“教えて貰う”と言う事と“教える事”と。

作日から、教材作りに精を出していた。

それというのも、この頃の生徒は勉強をした後、パソコン入力して整理する関係上、私の様に古いノートを出して教えるのが恥ずかしく感じる時がある。

だから、勉強の高度な部分をパソコン入力して、綺麗に図面を入れようとしたのである。

前日、私のパソコンの教師である娘に頼んだ。

「二回目だけれど、この部分をもう一度教えてくれない?」

パソコンの前に座って器用に動かすと、綺麗に図面がワードに入る。

横でメモを取りながら見ている私に

「マミー、メモを取る時はノートを決めて其処に書かないと駄目だよ!その辺の紙にメモっただけでは!」

横から、孫が生意気な事を言う。

メモ帳に書き込むのは、整理してからでないと無茶苦茶になるから、その辺の紙切れを拾って書いていた。

「もう一度、其処を教えて!」

「これ、この間教えたよね」

自分でやってみようとしたが上手く行かないから、二回目聞いたのだ。

だから、どこを理解していないか自分には把握できている。

先日のメモと今回のメモを合わせれば良くわかるつもりの私である。

ワードで作った文章の間に、図面を入れるのであるが、イラストレーターの方で図面を作成して移動させて文章が完成する。

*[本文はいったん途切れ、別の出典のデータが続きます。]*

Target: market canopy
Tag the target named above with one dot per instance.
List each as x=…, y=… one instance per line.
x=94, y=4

イラストレーターだけで仕上げると一枚毎に切られるので、やはり文章はワード作りがよいとなった。

その日は、そのまま休んだ。

目が覚めたのは、午前2時前

「丑三つ時か!よし起きて夕べの図面作りを復習するぞ!」

朝刊が配達され太陽が昇る頃には、充分の図面作りと移動作業をマスターしていた。

再び床に着く。

{私は、子供の頃からそうであった。 人との勝ち負けは対象にしないが、自分の不完全燃焼が許せないので勉強をして来た。

人生もそうである。自分の気持がきちんと地に着ける状態でないと、右往左往するだろうし、その様な生活だったらもうこの世に居ないだろうと思う。

だから、一つの事にかけて人生を過ごせた事は幸せな事だ。

その前に自分にあった勉強を見つけられたのが、最高の喜びである。

そこから私の第二の人生が蘇えった。}

再び起き出して、本格的に教材作りに入る。

世の中から遮断して、埋没する一日となる。

教えて貰った人への感謝の気持ちと、世の中でこんなに楽しい玩具がある!そのスリルに良い痺れて一日を過ごす。